Como siempre es preciso recurrir a los humoristas porque son ellos quienes, con la acidez y la lucidez de sus habilidades artísticas, aciertan a la hora de desenmascarar tanto comportamiento hipócrita y tanta mentira envuelta en el celofán de una verdad inconcusa. Así, Miguel Mihura, en su Ninette y un señor de Murcia presenta al padre de Ninette, un exiliado español con ideas claras y distintas, preguntándole a su huésped, que acabaría de novio y casándose con Ninette, si prefería «el cocido o la fabada». Como quiera que el joven contestara que a veces gustaba de tomar fabada pero otras comía también con mucho agrado el cocido, el futuro suegro le increpa y le dice que «usted tiene que inclinarse por una de las dos cosas. No se puede ser conformista. Hay que tomar siempre partido. Estar con uno o estar con otro. Ser cocidista o ser fabadista». Y sigue el diálogo: «¿Pero es que no me pueden gustar las dos cosas?» «No, señor, eso no es político, sólo le puede gustar una y dar la vida por ello si es preciso».

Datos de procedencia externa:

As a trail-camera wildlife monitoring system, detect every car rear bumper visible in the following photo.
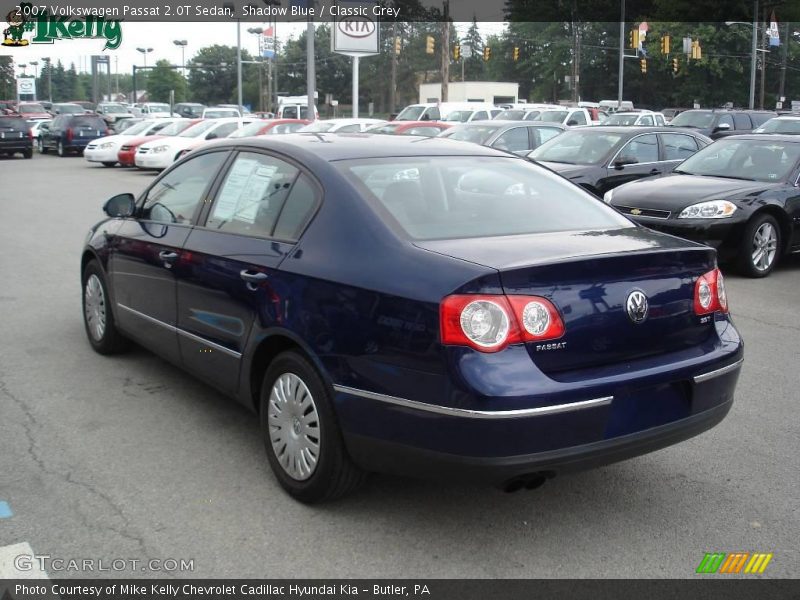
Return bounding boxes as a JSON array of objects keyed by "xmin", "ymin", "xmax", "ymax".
[{"xmin": 334, "ymin": 336, "xmax": 743, "ymax": 484}]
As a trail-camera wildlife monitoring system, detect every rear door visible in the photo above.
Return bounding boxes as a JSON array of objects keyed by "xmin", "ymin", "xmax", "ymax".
[
  {"xmin": 175, "ymin": 151, "xmax": 321, "ymax": 392},
  {"xmin": 109, "ymin": 151, "xmax": 228, "ymax": 363}
]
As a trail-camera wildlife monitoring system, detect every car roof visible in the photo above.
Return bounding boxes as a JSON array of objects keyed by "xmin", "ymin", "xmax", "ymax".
[{"xmin": 200, "ymin": 133, "xmax": 510, "ymax": 162}]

Se comprenderá que la hora actual de España consiste justamente en superar la diabólica alternativa gastronómica del padre de Ninette.

Ahora se aproximan las elecciones generales. En lugar de recurrir de nuevo a fórmulas gastadas, muchos esperamos oír a las formaciones políticas explicaciones fundadas acerca de qué piensan sobre las cuotas de refugiados asignadas a los Estados miembros desde las instituciones europeas, o sobre la posible salida del Reino Unido, o sobre las ayudas al carbón y la política energética y medioambiental a ellas anudadas, o sobre el Tratado de libre comercio con los Estados Unidos o sobre las Universidades...

Permítasenos utilizar estos buenos bocados a aderezar, digerir y explicar ya que hemos recurrido a un par de capítulos egregios de la gastronomía española.

Francisco Sosa Wagner y Mercedes Fuertes son catedráticos de Derecho Administrativo.